Há esperanças de transformá-la numa indústria limpa e responsável? Não há respostas concretas, mas compromissos e pactos por si só não resolvem os problemas sem ações efetivas: o fato é que a moda, mesmo movimentando a economia, pode ser tóxica, literalmente, como no exemplo chileno, com toneladas e mais toneladas de roupas enterradas ou expostas a céu aberto, liberando poluentes no ar e nos corpos d’água subterrâneos típicos do ecossistema do deserto. A moda que nos seduz nas passarelas pode, sim, impactar tanto quanto pneus ou plásticos descartados incorretamente no meio ambiente. E este não é um papo “ecochato” ou “biodesagradável”: é a realidade.

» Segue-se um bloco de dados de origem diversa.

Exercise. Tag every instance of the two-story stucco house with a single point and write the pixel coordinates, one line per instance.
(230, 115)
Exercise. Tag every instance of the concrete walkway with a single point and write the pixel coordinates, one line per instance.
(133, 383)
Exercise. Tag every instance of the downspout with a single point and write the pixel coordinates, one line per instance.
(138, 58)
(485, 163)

A tecnologia tem sido importante aliada contra os impactos ambientais da indústria da moda, que está entre as três mais poluentes do mundo, sem mencionar as questões sociais envolvendo exploração e trabalho escravo, já amplamente noticiados. No que tange ao desenvolvimento de novas matérias-primas, como o chamado biocouro*, já existem no mercado produtos à base de cogumelo, cacto ou abacaxi, como substitutos ao couro animal. Contudo, sua comercialização avança lentamente pois depende de escala e, por enquanto, os preços não são tão convidativos, mas trazem uma luz no fim do túnel em termos de alternativas de produção e consumo mais sustentáveis.

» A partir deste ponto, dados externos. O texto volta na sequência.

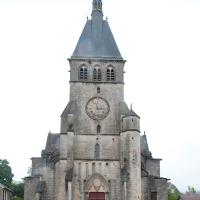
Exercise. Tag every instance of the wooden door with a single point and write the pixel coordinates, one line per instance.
(96, 196)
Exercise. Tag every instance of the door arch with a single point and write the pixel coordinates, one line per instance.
(96, 188)
(97, 196)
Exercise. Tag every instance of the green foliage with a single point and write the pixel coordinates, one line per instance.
(18, 189)
(173, 195)
(6, 175)
(191, 190)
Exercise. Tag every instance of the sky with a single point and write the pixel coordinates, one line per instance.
(160, 39)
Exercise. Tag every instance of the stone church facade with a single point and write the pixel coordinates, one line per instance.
(99, 153)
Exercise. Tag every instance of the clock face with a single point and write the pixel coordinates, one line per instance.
(97, 108)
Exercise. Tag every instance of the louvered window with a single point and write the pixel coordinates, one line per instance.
(97, 74)
(110, 74)
(97, 151)
(83, 74)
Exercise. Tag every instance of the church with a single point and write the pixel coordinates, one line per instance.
(99, 153)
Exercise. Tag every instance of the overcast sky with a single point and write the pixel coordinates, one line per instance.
(160, 39)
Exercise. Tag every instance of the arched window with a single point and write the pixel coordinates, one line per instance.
(97, 74)
(97, 151)
(83, 73)
(98, 129)
(110, 74)
(98, 90)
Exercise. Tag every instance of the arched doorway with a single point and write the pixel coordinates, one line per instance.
(97, 196)
(96, 188)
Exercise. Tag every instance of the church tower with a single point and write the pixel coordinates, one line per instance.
(99, 153)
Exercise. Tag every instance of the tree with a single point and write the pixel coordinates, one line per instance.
(18, 190)
(6, 174)
(191, 190)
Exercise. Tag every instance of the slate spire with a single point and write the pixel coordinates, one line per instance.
(97, 5)
(96, 40)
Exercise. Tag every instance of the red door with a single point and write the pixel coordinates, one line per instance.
(96, 196)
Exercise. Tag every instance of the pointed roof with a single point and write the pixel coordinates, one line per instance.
(97, 40)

Resistentes e apropriados para a produção de bolsas e calçados, os biomateriais produzem menos impactos que a versão originária da pecuária. A estreia das bolsas à base de micélio, na última coleção de Stella McCartney, é prova disso. O material, extraído diretamente de fungos para substituir a pele animal, é fruto de pesquisa, tecnologia e parceria com startups. A designer, sempre na vanguarda por processos e produtos mais sustentáveis, apresentou o resultado de suas pesquisas na recente exposição Future of Fashion, por ocasião da COP-26, em Glasgow.

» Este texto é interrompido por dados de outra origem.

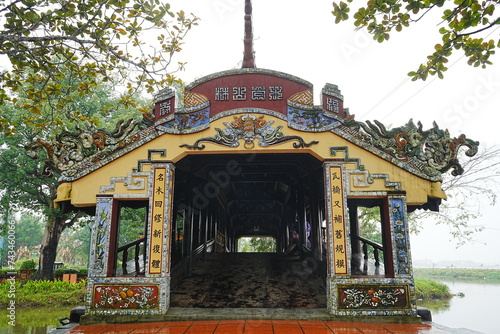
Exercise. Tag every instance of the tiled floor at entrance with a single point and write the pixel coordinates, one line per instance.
(255, 327)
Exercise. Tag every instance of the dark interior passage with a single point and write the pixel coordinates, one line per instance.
(253, 280)
(221, 198)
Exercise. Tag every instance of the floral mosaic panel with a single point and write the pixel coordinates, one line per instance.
(125, 297)
(370, 297)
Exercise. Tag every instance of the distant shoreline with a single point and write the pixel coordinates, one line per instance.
(458, 273)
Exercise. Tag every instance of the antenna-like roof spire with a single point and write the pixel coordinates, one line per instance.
(248, 55)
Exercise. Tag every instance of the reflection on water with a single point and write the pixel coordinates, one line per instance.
(476, 310)
(36, 320)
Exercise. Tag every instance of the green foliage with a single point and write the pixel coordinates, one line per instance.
(431, 290)
(28, 264)
(41, 293)
(463, 26)
(71, 270)
(257, 245)
(468, 194)
(49, 43)
(370, 226)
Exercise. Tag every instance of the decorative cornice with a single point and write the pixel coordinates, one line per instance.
(248, 71)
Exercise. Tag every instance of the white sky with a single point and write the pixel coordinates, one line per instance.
(304, 41)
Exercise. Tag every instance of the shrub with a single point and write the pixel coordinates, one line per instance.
(28, 264)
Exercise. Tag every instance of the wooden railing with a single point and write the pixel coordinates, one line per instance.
(378, 254)
(137, 252)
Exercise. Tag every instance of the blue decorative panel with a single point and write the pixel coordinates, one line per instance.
(314, 120)
(400, 232)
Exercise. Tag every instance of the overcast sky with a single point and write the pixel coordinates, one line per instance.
(304, 41)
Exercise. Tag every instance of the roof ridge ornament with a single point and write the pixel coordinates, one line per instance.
(248, 53)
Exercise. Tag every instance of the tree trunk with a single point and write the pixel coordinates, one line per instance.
(48, 249)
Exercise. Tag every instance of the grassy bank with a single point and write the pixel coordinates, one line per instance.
(43, 293)
(458, 273)
(427, 289)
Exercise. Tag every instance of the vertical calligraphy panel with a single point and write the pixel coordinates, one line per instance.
(337, 207)
(157, 221)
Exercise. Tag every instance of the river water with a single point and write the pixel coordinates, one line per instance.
(478, 309)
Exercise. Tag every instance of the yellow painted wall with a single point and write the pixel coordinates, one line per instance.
(82, 192)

Quase simultaneamente, a empresa suíça HeiQ divulgou um produto que promete revolucionar a indústria, diminuindo a tradicional dependência das fibras sintéticas e, ao mesmo tempo, promovendo a circularidade, já que as mesmas podem ser recicladas indefinidamente. O AeoniQ, fio originário da celulose, é produzido a partir de algas e bactérias como alternativa ao náilon e ao poliéster. Como biopolímeros de terceira geração, nada mais são do que compostos químicos produzidos a partir da ação de seres vivos. Além disso, esse processo utiliza 99% menos água que as fibras sintéticas e pode ser reciclado repetidamente sem perder a qualidade, havendo produtos comerciais prontos para serem apresentados já no primeiro semestre de 2022.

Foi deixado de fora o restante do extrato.